I was thinking earlier today -- I'll just throw this in -- that my intuition about values tends to be a little different than often described here because I feel that 1 consciousness with no suffering would be better than 10 consciousness with a mixed bag of experience. The only reason 10 consciousnesses might be better than 1 is because of their enjoyment of one another. So I guess I think quality is better than quantity, and also, I don't distinguish among consciousnesses. 10 moments of consciousness can be distributed over 10 people or 1 person, it doesn't matter. So if there really was a wire-heading machine, I might be convinced that not stepping in is equivalent to causing suffering to another person, equal to all the relative suffering I would encounter by not wireheading. However, I'm glad such choices are not available because -- for some reason, as I said I think it is biological -- wireheading just feels like a terrible negative choice, like entering a coffin. It feels isolated and not real.

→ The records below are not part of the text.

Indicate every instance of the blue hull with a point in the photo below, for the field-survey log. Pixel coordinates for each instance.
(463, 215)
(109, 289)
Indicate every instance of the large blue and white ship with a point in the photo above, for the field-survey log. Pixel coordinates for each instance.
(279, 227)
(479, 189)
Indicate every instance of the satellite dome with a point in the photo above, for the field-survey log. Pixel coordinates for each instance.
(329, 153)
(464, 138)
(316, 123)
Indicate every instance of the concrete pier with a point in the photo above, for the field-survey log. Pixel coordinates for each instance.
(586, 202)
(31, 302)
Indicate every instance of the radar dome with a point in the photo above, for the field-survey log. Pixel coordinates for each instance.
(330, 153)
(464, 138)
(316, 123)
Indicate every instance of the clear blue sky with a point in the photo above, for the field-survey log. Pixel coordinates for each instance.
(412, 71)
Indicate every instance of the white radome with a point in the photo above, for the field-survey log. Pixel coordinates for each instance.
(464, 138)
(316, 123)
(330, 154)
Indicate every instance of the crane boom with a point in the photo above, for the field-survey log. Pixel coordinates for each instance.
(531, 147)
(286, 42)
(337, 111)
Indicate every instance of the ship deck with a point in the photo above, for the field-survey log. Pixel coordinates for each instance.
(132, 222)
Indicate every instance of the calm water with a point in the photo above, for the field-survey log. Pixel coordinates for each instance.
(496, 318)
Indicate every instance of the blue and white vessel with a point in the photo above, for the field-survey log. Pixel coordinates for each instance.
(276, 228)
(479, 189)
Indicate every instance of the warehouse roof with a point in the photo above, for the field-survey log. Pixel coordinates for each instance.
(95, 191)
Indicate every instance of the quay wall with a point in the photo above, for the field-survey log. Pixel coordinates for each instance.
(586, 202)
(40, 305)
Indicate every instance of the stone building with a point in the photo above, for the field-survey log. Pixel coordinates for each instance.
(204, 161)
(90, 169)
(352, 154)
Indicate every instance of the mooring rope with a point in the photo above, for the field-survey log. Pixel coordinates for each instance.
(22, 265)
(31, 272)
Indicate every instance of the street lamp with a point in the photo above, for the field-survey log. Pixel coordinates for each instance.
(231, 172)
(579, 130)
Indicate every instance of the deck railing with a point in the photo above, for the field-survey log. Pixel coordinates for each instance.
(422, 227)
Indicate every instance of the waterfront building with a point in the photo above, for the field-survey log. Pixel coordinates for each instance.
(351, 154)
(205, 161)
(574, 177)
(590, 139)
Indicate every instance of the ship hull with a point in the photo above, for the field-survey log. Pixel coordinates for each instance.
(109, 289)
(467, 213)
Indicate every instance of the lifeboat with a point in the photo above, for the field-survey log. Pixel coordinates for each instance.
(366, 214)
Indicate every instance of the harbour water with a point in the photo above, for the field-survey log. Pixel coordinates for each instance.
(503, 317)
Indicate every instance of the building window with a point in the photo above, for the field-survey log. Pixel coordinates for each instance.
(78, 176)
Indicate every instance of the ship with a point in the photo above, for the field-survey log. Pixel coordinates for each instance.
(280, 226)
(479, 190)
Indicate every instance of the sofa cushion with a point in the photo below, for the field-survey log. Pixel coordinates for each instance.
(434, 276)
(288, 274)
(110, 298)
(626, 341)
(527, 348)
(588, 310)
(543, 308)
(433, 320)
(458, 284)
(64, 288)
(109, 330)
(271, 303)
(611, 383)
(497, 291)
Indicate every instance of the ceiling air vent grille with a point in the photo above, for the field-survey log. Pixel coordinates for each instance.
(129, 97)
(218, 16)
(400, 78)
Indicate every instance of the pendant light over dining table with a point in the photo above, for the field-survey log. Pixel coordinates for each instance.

If it's healthy to not be a psychopath, on what values do you base that? I think you're sneaking in a value judgment here that, if valid, would rule out wireheading.
(It might be evolutionary successful to not be a (full) psychopath, but that's a very different matter.)
I do find your overall thought process in your first few paragraphs plausible, but "anyone who disagrees with me is just not admitting that I'm right" sounds way too much like the kind of toxic reasoning I'm trying to avoid, so I'm fairly skeptical of it.